My dad was born on September 11, 1938. On his sixty-third birthday terrorists destroyed two American icons and shattered forever the illusion that we were beyond the reach of the people intent on doing us harm. There are many lessons to be learned from gaining that insight, but it doesn’t appear that the US has learned anything in the intervening years since September 11, 2001. We relive the events of 9-11 over and over again on each anniversary. Wallowing in our collective angst while repeating the same mistakes that lead to that day, that sprung from that day. Every year on September 11, we are forced to relive the events of 2001 all over again as if we are required to revisit the tragedy when the tragedy has effectively become meaningless.
Every year on this day we bathe in the blood of that day yet again. We watch the towers fall over and over. It’s been 15 goddamned years, but we just can’t get enough. We’ve just got to watch it again and again.

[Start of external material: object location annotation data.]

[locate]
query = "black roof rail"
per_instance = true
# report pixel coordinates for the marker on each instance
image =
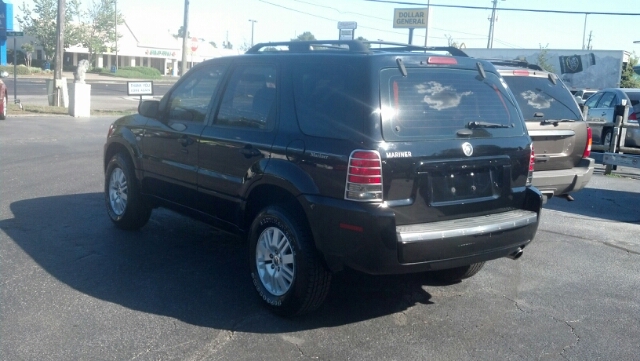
(518, 63)
(313, 45)
(350, 46)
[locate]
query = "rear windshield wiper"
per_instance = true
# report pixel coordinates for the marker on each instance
(556, 121)
(476, 124)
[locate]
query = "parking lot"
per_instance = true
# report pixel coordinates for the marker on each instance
(73, 287)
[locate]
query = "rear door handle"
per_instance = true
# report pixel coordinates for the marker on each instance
(542, 158)
(249, 151)
(185, 141)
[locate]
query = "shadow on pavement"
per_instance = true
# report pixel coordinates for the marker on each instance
(181, 268)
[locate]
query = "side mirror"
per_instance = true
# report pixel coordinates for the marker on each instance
(149, 108)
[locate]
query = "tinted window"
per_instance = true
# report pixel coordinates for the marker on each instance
(326, 100)
(540, 99)
(249, 97)
(607, 100)
(634, 97)
(593, 100)
(190, 100)
(436, 103)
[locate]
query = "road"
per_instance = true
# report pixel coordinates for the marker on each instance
(72, 287)
(108, 93)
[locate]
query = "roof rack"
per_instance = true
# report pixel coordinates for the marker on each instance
(355, 46)
(518, 63)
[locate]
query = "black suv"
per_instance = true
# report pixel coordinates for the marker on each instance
(561, 136)
(334, 154)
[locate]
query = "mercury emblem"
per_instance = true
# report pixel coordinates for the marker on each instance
(467, 148)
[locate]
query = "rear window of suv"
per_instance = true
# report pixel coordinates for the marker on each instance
(436, 103)
(540, 99)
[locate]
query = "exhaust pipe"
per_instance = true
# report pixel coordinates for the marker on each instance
(517, 254)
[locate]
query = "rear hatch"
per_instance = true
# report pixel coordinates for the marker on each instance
(455, 144)
(553, 118)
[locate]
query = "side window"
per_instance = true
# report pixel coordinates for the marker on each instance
(190, 101)
(593, 100)
(607, 100)
(326, 100)
(249, 98)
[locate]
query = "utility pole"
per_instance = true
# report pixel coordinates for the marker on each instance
(252, 22)
(116, 29)
(426, 31)
(185, 32)
(492, 20)
(59, 56)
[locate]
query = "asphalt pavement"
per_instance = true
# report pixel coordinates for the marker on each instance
(73, 287)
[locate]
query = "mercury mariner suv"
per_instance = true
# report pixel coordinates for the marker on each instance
(324, 155)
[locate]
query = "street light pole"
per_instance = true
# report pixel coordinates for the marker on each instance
(185, 33)
(59, 57)
(252, 23)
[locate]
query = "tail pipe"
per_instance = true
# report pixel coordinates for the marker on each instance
(517, 254)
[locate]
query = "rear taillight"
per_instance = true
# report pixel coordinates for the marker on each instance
(364, 177)
(110, 131)
(587, 149)
(532, 163)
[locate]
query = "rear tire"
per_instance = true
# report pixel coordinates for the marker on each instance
(457, 274)
(125, 205)
(286, 268)
(607, 135)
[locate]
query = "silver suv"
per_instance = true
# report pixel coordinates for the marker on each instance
(561, 136)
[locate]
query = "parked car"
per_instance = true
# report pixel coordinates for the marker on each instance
(561, 137)
(326, 155)
(601, 115)
(583, 94)
(4, 94)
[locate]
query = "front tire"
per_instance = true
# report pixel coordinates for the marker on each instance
(285, 266)
(3, 114)
(457, 274)
(125, 205)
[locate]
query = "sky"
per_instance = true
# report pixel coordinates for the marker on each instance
(282, 20)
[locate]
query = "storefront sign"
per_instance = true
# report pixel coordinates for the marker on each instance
(410, 18)
(162, 53)
(140, 88)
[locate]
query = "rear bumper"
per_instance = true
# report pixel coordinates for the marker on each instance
(365, 236)
(564, 181)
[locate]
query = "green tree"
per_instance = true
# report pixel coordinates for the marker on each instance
(40, 22)
(629, 79)
(96, 31)
(543, 59)
(306, 36)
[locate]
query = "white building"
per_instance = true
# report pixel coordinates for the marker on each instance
(159, 50)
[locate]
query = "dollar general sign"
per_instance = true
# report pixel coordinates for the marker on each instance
(410, 18)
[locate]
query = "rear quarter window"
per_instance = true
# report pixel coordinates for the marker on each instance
(328, 99)
(539, 98)
(436, 103)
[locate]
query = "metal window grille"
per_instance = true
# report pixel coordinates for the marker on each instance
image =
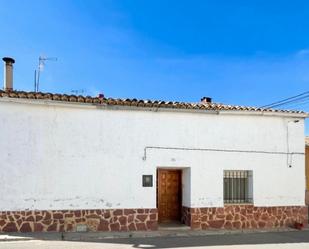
(236, 186)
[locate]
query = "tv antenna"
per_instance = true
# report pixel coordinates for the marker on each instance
(37, 72)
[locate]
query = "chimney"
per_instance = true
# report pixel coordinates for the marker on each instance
(206, 100)
(8, 74)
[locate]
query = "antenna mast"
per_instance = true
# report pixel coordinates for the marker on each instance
(37, 72)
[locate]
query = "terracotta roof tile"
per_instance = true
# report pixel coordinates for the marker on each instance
(136, 102)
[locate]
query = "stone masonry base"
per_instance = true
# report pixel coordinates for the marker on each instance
(67, 220)
(227, 217)
(244, 217)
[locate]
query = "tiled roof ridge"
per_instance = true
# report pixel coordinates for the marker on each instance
(135, 102)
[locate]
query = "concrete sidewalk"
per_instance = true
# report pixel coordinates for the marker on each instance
(97, 236)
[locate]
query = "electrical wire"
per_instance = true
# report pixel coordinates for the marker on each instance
(298, 97)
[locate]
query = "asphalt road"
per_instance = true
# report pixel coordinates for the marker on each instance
(273, 240)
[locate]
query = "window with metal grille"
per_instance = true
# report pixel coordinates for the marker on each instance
(237, 186)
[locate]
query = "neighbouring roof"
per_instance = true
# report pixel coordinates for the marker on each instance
(136, 102)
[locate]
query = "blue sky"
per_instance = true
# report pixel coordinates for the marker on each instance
(237, 52)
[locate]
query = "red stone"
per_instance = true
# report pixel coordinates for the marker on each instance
(118, 212)
(153, 216)
(38, 227)
(30, 218)
(261, 224)
(229, 217)
(195, 225)
(38, 218)
(69, 228)
(25, 228)
(103, 226)
(52, 227)
(264, 217)
(123, 220)
(141, 227)
(142, 217)
(237, 217)
(2, 222)
(216, 223)
(107, 214)
(10, 227)
(128, 211)
(47, 216)
(58, 216)
(93, 216)
(228, 225)
(132, 227)
(130, 218)
(152, 225)
(47, 222)
(236, 224)
(114, 227)
(77, 213)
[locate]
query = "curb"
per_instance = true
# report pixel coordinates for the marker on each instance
(97, 236)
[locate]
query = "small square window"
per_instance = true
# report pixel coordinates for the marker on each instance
(147, 181)
(237, 186)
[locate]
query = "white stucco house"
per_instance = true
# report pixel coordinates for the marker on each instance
(126, 164)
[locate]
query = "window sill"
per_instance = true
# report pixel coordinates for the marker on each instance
(237, 204)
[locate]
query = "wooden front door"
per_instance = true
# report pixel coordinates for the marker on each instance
(169, 195)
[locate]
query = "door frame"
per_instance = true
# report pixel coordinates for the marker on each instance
(179, 170)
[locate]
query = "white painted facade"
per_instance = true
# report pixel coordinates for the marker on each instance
(78, 156)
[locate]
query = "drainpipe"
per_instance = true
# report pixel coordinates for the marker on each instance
(8, 74)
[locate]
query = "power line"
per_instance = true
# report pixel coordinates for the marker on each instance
(292, 99)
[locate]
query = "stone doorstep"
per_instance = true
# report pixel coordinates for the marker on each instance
(96, 236)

Stonekettle Station, Renegade 9-11
Every year. Every goddamn year. I picked that quote specifically because goddamn was one of my dad’s most favored curses. I loved to listen to him tell stories, and he loved to tell stories. It was what he lived for. It was probably why he started selling cars, it gave him an excuse to talk to more people. Talking to people was his job description and not something he had to sneak into his days in between greasemonkey tasks at the Phillips 66 station that he inherited from his father.
He worked in the garage for his father as a teenager before he was drafted into the military. The Army then put him to work in the motor pool doing exactly what he had been doing at his father’s garage.
Dad didn’t like military life very much, and left the service after 4 years to return home to Kansas and his family there. As a teenager I foolishly contemplated joining the military myself, and mentioned it to him to see what he thought. “You like taking orders?” he said. I didn’t, I replied. “Well, then you don’t want to join the military.” That was his thinking on the subject, in a nutshell. He never elaborated more, but that view has stuck with me ever since.
After he divorced my mother dad sold his garage to the guys that had worked faithfully for him for decades and set about making himself known across several states as the car salesman that would get you a fair deal on whatever vehicle you were looking for. The number of returning customers testified to his honesty in dealing with the people that his fellow salesman treated as marks. Not my dad. Every person who wanted a car and came to him looking for the right car for them, left with either the car they were looking for or a memorable story about the salesman that really tried to help them find that one special vehicle they wanted.
That was my father. His major complaints in life were that the fish didn’t bite often enough when we went fishing (his favorite pastime) and that terrorists picked his birthday as the day to strike at America. Every year after 2001 he was forced to relive that horrible day rather than be allowed to celebrate his birthday in peace. Every year until he died, the day that he had looked forward to through childhood had become something terrifying and repugnant. It annoyed him that his day had been the day they picked. I can understand that. It is captured in this sentiment,
This new generation has lived under the shadow of those falling towers every single minute of every single day since the moment they were born.
Stonekettle Station, 9-11 Thirteen Years On
I’m reclaiming today and every September 11th after this one for my father.
Happy birthday dad, wherever you are.
I am reclaiming it for my father and for all the young Americans born since that day. People who deserve more than to be dragged into battles that have been going on since before they were born. I promise to spend more time thinking of him and of them than of the other events that make this day stand out for average Americans. Because really, why remember if we aren’t going to learn anything from it?
This article has been slightly modified and moved forward from its original post date of September 11, 2016. Based on an article from 2014.